López Obrador se hizo a sí mismo, y casi podría decirse que a solas. Si no hay padrinos en su biografía, tampoco hay compañeros. Un insumiso no reconoce pares. Idólatra de sí mismo, está convencido de que la solución para México es él. Tiene la convicción de que, para terminar con la corrupción, basta su presencia. Si el presidente es honesto, todos serán honestos, ha dicho. El aura omnipotente del líder transformará mágicamente la realidad. La fe en sí mismo contrasta con la sospecha por todo lo demás: las instituciones son juguetes de la mafia, las leyes son irrelevantes, la sociedad civil es sospechosa. Sólo él y el pueblo que él encarna le merecen confianza. Quienes han hecho a López Obrador han sido sus adversarios. Contra ellos se formó, contra ellos ha crecido. No es extraño que la política sea para él la permanente construcción de adversarios. Mantenerse en pie es pelear. La política no es la plaza de las conciliaciones sino la condensación del conflicto. Al decretar la enemistad, al enlistar los agravios, al enfatizar la amenaza del enemigo, da cuerpo a una legión combatiente. Sus seguidores son mucho más que votantes. No acompañan momentáneamente a un candidato, no buscan acudir una mañana a la urna para poner un lápiz sobre el papel. Son parte de un movimiento social del que no hay precedente en la historia contemporánea de México. Nadie ha cultivado esa lealtad vehemente como lo ha hecho López Obrador.

Llamando a lo que él llama la Cuarta Transformación de México se esculpe una escultura del tamaño de la del padre de la patria (Hidalgo) del creador del Estado laico (Juárez) y del mártir de la democracia (Madero). Pero ese deseo de gloria parece atemperado en su tercer intento por la presidencia por un plomo pragmático. López Obrador será un populista de manual pero es también un político pragmático. Como alcalde de la Ciudad de México no fue un radical. Encabezó un moderado gobierno de izquierda. Mantuvo un diálogo fluido y fructífero con los empresarios de la capital. Su gobierno fue eficaz, opaco, disciplinado. El equipo que se ha adelantado a nombrar como parte de su gabinete tiene ese perfil. No hay asomo alguno de radicalismo sino, por el contrario, gestos visibles de moderación. En ocasiones ha dejado entrever que la gran reforma debe ser, en realidad, una recuperación de la modestia. El renacimiento del país, ha dicho citando a Francisco J. Múgica, surgirá “de la simple moralidad y de algunas pequeñas reformas”.
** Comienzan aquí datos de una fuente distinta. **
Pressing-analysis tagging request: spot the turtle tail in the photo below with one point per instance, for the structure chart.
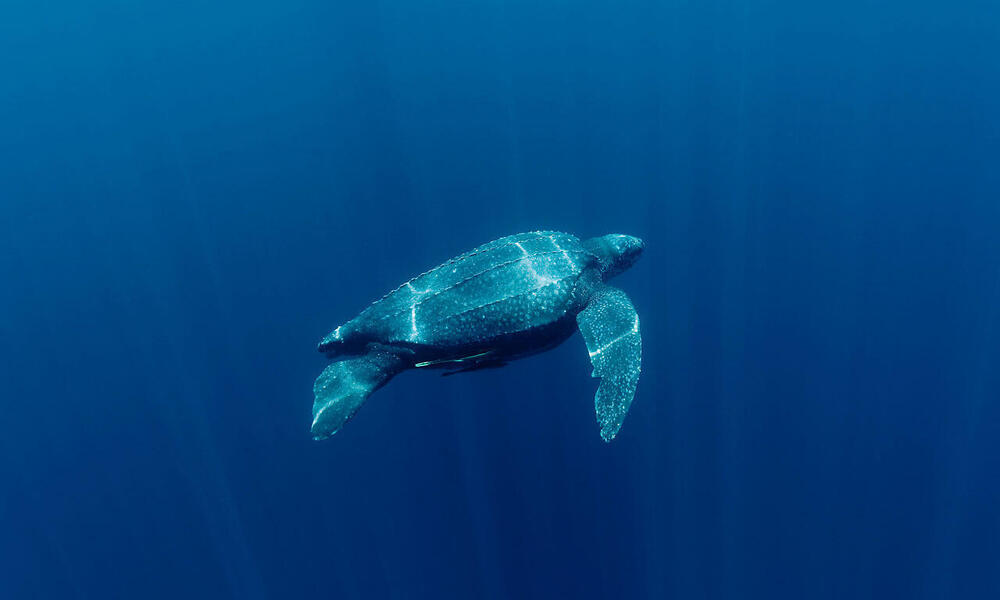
(343, 387)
Se le acusó de ser el gran peligro para México. Después de doce años de sangre y mugre, de violencia y corrupción, es claro que para los electores mexicanos no hay mayor peligro que la continuidad de lo existente. Por eso hay que decir que el terremoto que provocará la victoria de López Obrador será el gran desafío de México. A todos pondrá a prueba.

(*) Jesús Silva-Herzog Márquez es analista político y profesor del Tecnológico de Monterrey.